Revisions won't spare low-income Americans from serious losses of coverage.

The new Senate bill calls for some dramatic changes to taxes and spending, and to insurance regulations as well.

Here’s what the bill doesn’t change: the massive cuts to Medicaid, the federal-state program for low-income Americans.

And that tells you everything you need to know about Republican priorities.

The Better Care Reconciliation Act still calls for rolling back the Affordable Care Act’s expansion of Medicaid. It would do so by cutting off extra money now available for states that want to expand Medicaid eligibility so that anybody in a household with income below or just above the poverty line would qualify.

Thirty-one states plus the District of Columbia did just that, and it’s the single biggest reason that millions of additional people now have health insurance ― and, as a result, better access to health care and better protection against devastating medical bills. Without the extra federal money, most states are likely to restore their old eligibility guidelines, which would mean millions of people would lose access to coverage.

And that’s not all the bill would do. The Senate bill calls for changing Medicaid’s basic funding formula, ending the open-ended commitment to pay states whatever it costs to cover everybody who qualifies ― no matter how many people end up enrolling and no matter how expensive their care gets.

Going forward, states would have the option either to accept a lump sum every year, based on a predetermined formula, or to accept a different funding formula that would reimburse states on a fixed rate per person ― again, based on a predetermined formula pegged to the inflation rate, rather than the actual cost of providing Medicaid.

Over time, most experts say, a funding gap would open up ― a shortfall between what states would need to maintain their programs and what they would get from Washington. Most states would respond through some combination of cuts. They’d pay doctors and hospitals less, they’d reduce the scope of services Medicaid covers, or they’d simply allow fewer people to enroll. Most likely, they’d do all three ― and the people who depend on the program would suffer. 

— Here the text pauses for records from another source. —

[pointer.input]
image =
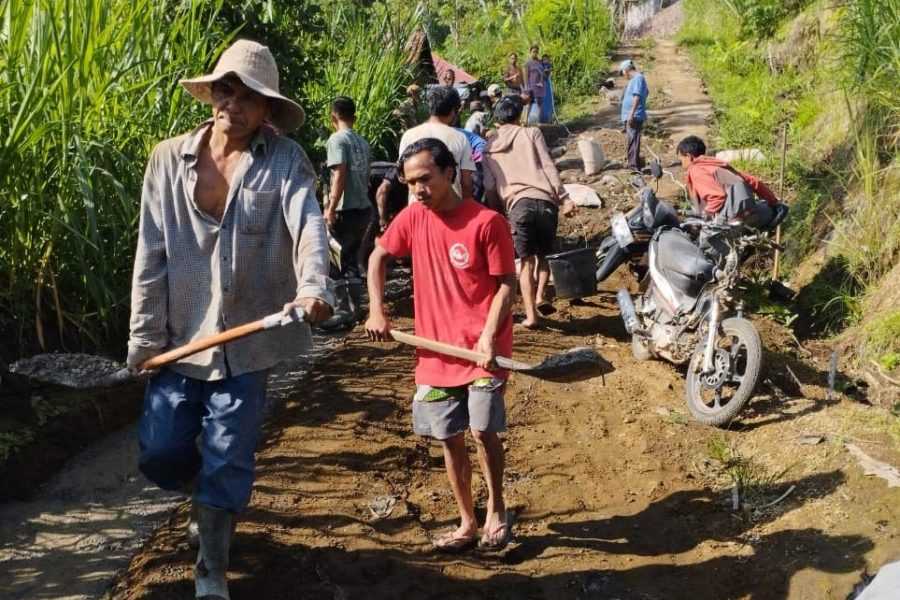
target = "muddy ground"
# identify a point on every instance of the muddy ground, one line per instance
(616, 492)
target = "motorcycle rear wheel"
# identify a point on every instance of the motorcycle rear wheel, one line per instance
(716, 398)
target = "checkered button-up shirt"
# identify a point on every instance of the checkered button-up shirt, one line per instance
(195, 276)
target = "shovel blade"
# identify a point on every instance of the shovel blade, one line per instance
(564, 363)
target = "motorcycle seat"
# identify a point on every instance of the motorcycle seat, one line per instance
(679, 254)
(780, 211)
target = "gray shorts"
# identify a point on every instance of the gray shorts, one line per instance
(479, 408)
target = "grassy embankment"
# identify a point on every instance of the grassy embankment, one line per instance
(830, 74)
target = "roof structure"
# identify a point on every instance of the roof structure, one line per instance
(441, 65)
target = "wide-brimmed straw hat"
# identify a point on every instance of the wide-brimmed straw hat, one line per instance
(255, 66)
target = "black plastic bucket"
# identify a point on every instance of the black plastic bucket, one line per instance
(574, 273)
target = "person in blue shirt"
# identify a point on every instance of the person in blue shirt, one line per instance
(634, 112)
(477, 144)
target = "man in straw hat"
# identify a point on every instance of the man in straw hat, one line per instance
(229, 230)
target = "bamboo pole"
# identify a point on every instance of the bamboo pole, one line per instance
(777, 265)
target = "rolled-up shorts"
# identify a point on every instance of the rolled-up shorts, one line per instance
(534, 225)
(478, 406)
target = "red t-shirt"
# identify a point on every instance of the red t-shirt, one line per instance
(457, 257)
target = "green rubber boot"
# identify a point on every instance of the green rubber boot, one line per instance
(210, 581)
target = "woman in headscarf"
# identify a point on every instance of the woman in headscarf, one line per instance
(548, 108)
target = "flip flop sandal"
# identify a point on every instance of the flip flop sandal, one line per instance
(546, 308)
(452, 544)
(500, 537)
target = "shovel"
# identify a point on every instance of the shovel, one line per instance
(564, 363)
(53, 369)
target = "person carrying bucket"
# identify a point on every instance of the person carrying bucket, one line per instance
(522, 180)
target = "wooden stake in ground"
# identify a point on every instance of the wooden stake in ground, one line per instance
(777, 264)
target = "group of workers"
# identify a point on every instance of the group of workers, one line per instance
(231, 229)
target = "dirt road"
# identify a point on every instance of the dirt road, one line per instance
(617, 494)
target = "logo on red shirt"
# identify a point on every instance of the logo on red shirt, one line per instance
(459, 256)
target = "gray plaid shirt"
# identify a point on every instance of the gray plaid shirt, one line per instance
(194, 276)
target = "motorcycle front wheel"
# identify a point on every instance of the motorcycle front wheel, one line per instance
(716, 398)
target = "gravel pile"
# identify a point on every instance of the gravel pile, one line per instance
(71, 370)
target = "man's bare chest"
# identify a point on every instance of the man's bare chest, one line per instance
(213, 182)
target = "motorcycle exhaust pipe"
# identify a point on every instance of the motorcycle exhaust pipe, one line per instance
(710, 350)
(629, 314)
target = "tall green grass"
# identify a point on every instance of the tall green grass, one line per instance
(87, 87)
(367, 61)
(870, 45)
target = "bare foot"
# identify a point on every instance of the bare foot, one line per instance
(497, 531)
(457, 540)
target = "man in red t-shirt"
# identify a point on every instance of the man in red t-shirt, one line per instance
(464, 278)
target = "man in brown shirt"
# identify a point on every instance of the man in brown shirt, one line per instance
(520, 175)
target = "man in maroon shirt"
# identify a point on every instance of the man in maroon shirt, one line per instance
(464, 278)
(708, 179)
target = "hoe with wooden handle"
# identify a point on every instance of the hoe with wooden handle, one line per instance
(61, 377)
(558, 364)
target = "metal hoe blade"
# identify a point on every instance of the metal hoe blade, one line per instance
(558, 364)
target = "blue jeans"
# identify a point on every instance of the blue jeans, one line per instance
(225, 414)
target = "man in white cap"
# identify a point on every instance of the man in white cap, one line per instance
(634, 112)
(229, 231)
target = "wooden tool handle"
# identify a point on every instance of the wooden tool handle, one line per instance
(439, 347)
(229, 335)
(279, 319)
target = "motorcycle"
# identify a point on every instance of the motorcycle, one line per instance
(630, 235)
(690, 311)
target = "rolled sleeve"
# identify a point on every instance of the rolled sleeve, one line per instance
(149, 288)
(304, 220)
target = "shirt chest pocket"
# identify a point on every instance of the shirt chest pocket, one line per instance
(257, 212)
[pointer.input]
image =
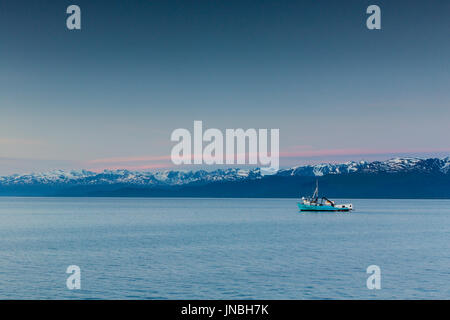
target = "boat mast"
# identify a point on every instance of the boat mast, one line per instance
(316, 192)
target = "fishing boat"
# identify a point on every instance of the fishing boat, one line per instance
(315, 203)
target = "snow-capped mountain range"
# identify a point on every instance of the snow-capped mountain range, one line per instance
(173, 178)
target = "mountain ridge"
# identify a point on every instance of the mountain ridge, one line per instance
(398, 177)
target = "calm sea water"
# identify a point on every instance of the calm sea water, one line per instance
(132, 248)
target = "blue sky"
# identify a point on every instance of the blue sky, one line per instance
(110, 95)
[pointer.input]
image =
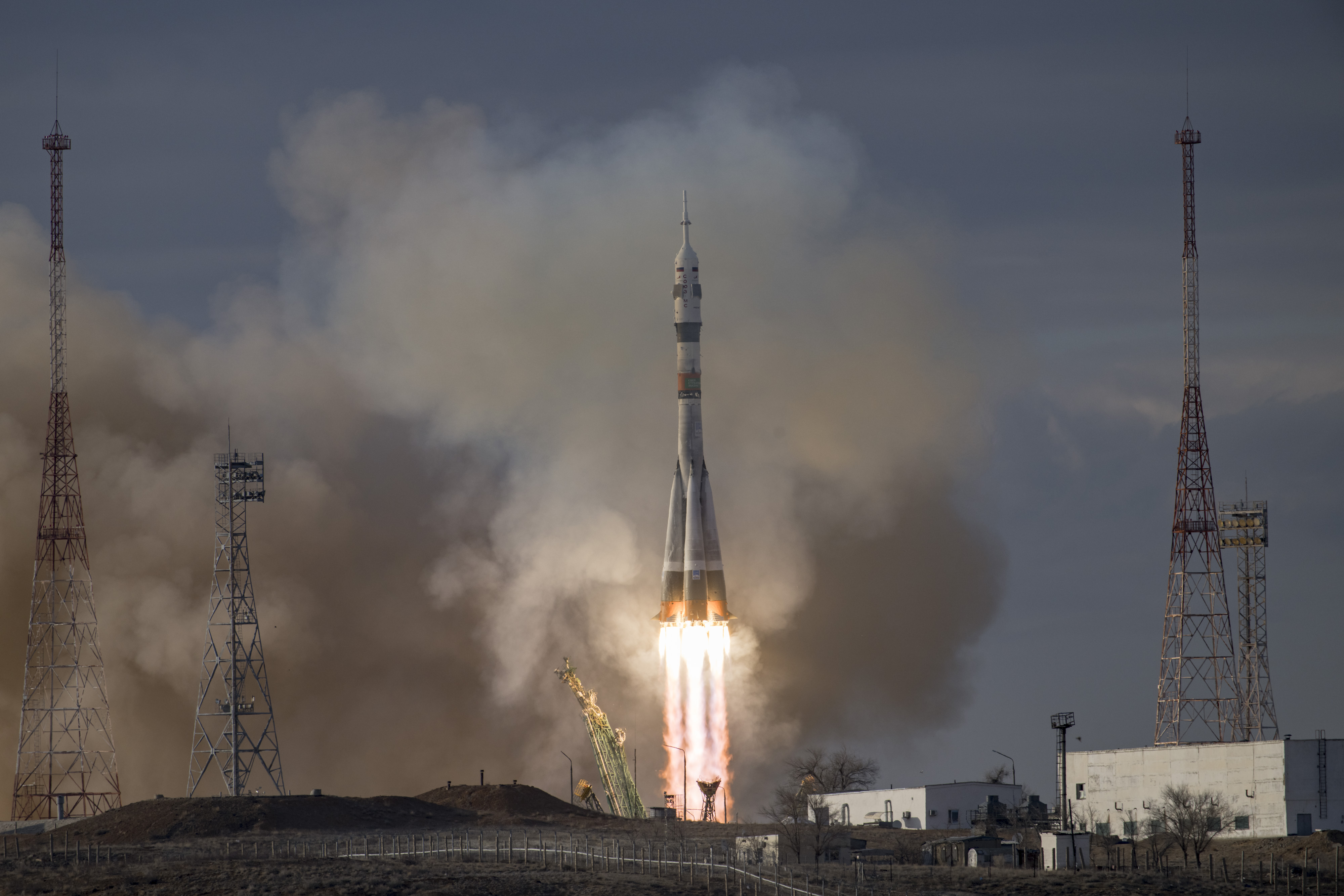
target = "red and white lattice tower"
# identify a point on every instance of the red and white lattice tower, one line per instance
(68, 765)
(1198, 700)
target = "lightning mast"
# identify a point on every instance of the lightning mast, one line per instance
(1198, 699)
(610, 750)
(68, 764)
(1245, 527)
(236, 725)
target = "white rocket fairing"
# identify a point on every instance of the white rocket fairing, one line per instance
(693, 563)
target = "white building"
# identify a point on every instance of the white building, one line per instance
(1065, 851)
(932, 807)
(1275, 788)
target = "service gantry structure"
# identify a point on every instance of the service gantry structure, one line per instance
(1244, 526)
(1198, 699)
(608, 749)
(68, 764)
(236, 725)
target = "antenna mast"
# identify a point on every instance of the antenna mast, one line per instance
(68, 764)
(1245, 527)
(608, 748)
(236, 725)
(1198, 699)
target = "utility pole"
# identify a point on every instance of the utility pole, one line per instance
(236, 725)
(1198, 699)
(67, 764)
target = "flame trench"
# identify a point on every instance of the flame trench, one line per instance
(696, 711)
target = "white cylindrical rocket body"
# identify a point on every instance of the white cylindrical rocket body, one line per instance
(693, 562)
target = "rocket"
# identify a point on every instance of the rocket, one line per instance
(693, 562)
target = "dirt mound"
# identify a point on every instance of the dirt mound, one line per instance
(230, 816)
(506, 800)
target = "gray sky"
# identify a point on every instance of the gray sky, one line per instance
(1029, 144)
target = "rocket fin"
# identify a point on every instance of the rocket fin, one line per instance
(694, 580)
(717, 590)
(674, 551)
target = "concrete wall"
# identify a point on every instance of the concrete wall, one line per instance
(931, 808)
(1303, 784)
(1271, 782)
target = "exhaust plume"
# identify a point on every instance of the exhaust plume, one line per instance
(459, 382)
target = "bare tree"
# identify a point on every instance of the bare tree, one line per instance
(819, 772)
(1159, 842)
(822, 835)
(1193, 819)
(788, 816)
(850, 772)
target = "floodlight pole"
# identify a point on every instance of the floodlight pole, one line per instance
(683, 778)
(572, 776)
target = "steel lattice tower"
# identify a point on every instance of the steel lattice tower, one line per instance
(1198, 700)
(236, 726)
(1245, 527)
(68, 765)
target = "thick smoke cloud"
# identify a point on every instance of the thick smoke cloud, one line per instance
(463, 382)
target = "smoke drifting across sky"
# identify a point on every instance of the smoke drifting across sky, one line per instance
(464, 385)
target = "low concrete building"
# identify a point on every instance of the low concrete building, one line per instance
(929, 808)
(1065, 851)
(1275, 788)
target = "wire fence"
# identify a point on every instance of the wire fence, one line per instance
(693, 864)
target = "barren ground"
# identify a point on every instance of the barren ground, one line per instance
(208, 847)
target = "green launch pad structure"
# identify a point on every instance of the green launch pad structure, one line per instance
(610, 750)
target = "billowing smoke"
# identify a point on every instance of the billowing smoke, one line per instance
(464, 386)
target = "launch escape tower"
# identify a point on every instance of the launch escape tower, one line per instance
(236, 726)
(67, 765)
(608, 749)
(1198, 698)
(1244, 526)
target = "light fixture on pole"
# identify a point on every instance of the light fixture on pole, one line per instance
(572, 776)
(683, 777)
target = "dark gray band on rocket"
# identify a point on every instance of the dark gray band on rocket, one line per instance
(687, 332)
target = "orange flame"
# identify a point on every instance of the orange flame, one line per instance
(696, 709)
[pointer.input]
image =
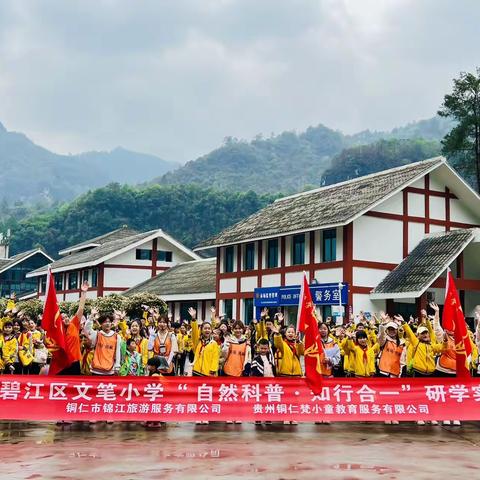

That group is more diverse than most people realize. It includes not just children and able-bodied adults, but also the elderly and people with disabilities. But pretty much all of them have low incomes, and in some cases they have extremely low incomes. (The exception is some people with disabilities who qualify even with somewhat higher incomes ― but, of course, that’s only because they lack the ability to generate substantial incomes on their own.)

These cuts to the most vulnerable members of society are one reason the bill is so unpopular ― with Americans as a whole, and to some extent within the Senate Republican caucus. The cuts to Medicaid are what several holdouts ― including Shelley Moore Capito of West Virginia, Dean Heller of Nevada and Lisa Murkowski of Alaska ― have cited as their primary objections to the proposal. If they are true to their word, then they will oppose this new legislation as well.

Unlike the original Senate bill, the new version leaves in place the Affordable Care Act’s new taxes on high-income individuals ― a nod to critics who said, accurately, that rescinding those taxes would have given a windfall to the richest Americans. Apparently that part of the bill was negotiable, at least for now. (Republicans will doubtless try to cut those taxes later.) But cutting a lifeline for the poor, and leaving millions without insurance as a result? On that principle, it seems, Republican leaders are not willing to give an inch.